The data science team at Color is tasked with turning our large, growing corpus of data into actionable insights, using the most advanced methods available, to help individuals improve their health. Some of the work we’ve done recently:
  • Deploy machine learning models throughout multiple components of Color’s stack, both in the genetics domain and for business and operations tasks. Color is the first clinical lab to utilize Deep Learning for variant calling (this is joint work with Google), and one of the few to apply machine learning at scale.
  • Build a unique data platform utilizing BigQuery and AWS to accelerate exploration of computationally-intensive tasks such as genome-wide-association-studies, and a compute engine routinely utilizing thousands of cores for analysis.
  • Build the largest publicly available dataset of genetic variants in cancer genes coupled with detailed phenotypic information.
  • Work with collaborators at Harvard, the National Institute of Health, Google, UCSF, and other leading institutes to share insights with the community.
You’ll find more details on some of these projects in the publication section of the Color website.
As a member of the team, you’ll innovate on similar projects. In particular, you’ll advance the application of cutting-edge ML to genetics and related clinical data -- healthcare is one of the domains where ML will make an outsized impact over the next years. Ultimately, the technology you build will reach individuals around the world and help them live healthier lives.
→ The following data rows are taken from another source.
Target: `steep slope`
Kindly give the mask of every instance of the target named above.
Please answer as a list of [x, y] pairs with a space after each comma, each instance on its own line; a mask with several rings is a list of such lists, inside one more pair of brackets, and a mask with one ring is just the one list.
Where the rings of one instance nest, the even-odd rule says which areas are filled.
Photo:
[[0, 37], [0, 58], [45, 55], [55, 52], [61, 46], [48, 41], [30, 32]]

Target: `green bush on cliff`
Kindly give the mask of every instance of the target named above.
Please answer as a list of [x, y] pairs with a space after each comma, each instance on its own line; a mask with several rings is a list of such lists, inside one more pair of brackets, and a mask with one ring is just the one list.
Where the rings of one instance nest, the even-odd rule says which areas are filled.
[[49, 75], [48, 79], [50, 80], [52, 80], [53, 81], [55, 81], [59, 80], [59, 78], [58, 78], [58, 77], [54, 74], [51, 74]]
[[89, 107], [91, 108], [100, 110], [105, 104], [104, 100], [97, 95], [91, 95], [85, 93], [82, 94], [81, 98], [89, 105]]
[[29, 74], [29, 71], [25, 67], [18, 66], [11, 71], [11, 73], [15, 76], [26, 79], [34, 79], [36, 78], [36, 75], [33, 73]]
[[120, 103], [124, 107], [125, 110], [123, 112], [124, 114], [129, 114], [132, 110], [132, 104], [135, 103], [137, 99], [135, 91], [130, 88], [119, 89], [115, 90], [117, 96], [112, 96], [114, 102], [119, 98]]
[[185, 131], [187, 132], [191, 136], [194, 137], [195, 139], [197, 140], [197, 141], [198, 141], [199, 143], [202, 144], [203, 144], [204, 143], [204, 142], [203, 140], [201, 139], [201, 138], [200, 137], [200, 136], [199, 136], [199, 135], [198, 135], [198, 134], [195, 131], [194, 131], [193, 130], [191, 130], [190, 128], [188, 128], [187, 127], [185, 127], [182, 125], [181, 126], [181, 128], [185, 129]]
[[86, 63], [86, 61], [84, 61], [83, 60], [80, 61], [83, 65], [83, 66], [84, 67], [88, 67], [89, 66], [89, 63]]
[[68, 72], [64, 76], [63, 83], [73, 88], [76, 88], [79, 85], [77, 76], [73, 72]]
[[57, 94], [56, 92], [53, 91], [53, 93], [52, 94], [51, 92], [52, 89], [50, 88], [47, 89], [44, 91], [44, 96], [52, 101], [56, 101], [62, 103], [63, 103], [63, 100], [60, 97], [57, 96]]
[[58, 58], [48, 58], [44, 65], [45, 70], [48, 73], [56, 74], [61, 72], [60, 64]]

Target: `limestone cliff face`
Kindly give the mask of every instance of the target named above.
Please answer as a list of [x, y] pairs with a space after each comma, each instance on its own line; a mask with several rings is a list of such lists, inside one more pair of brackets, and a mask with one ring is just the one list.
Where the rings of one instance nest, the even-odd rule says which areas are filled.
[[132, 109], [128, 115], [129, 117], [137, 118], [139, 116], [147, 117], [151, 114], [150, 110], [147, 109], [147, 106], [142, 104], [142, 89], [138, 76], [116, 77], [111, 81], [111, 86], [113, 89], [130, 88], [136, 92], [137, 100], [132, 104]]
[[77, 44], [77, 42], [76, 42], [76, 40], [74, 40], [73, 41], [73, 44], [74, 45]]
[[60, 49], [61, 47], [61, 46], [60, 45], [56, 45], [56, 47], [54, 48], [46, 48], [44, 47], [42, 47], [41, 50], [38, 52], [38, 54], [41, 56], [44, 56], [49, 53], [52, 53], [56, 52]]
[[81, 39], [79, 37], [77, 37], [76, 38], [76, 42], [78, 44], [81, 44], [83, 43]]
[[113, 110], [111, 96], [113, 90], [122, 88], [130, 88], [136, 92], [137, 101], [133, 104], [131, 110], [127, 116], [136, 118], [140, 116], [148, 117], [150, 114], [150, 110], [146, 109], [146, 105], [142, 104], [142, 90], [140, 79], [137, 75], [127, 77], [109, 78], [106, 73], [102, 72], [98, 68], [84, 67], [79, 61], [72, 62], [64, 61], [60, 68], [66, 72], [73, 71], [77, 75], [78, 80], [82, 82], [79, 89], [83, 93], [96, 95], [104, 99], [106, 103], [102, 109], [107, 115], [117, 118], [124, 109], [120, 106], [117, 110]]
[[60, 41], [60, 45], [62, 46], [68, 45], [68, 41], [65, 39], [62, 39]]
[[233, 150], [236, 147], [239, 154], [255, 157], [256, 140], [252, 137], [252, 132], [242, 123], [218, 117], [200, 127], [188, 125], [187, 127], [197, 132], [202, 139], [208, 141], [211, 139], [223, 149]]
Members of the data science team have diverse backgrounds in biostatistics, machine learning, business analytics, and engineering. We enjoy working with other teams throughout the stack, including the early data exploration phase, scientific discovery, rigorous implementation, and eventually product integration and follow up.
You might be a good fit if:
  • You’re passionate about using software and technology to help save lives and prevent catastrophic disease. You want to apply your skills in the service of a greater mission.
  • You have deep knowledge of machine learning and have applied it to real-world problems in an industry setting. You feel comfortable driving all components of an ML projects: data collection and cleanup, metric design, development and iteration, post-deploy operations, and so on. You are excited about new technologies, but pragmatic about using common frameworks (TensorFlow, PyTorch, sklearn)
  • You have solid programming skills, good familiarity with Python and Git, and are excited about an environment that mixes science work with production engineering
  • You have a MS or PhD in a quantitative or computational field. 
  • You value strong communication and presentation skills.
  • Familiarity with genetics and the healthcare space is a plus, but not required.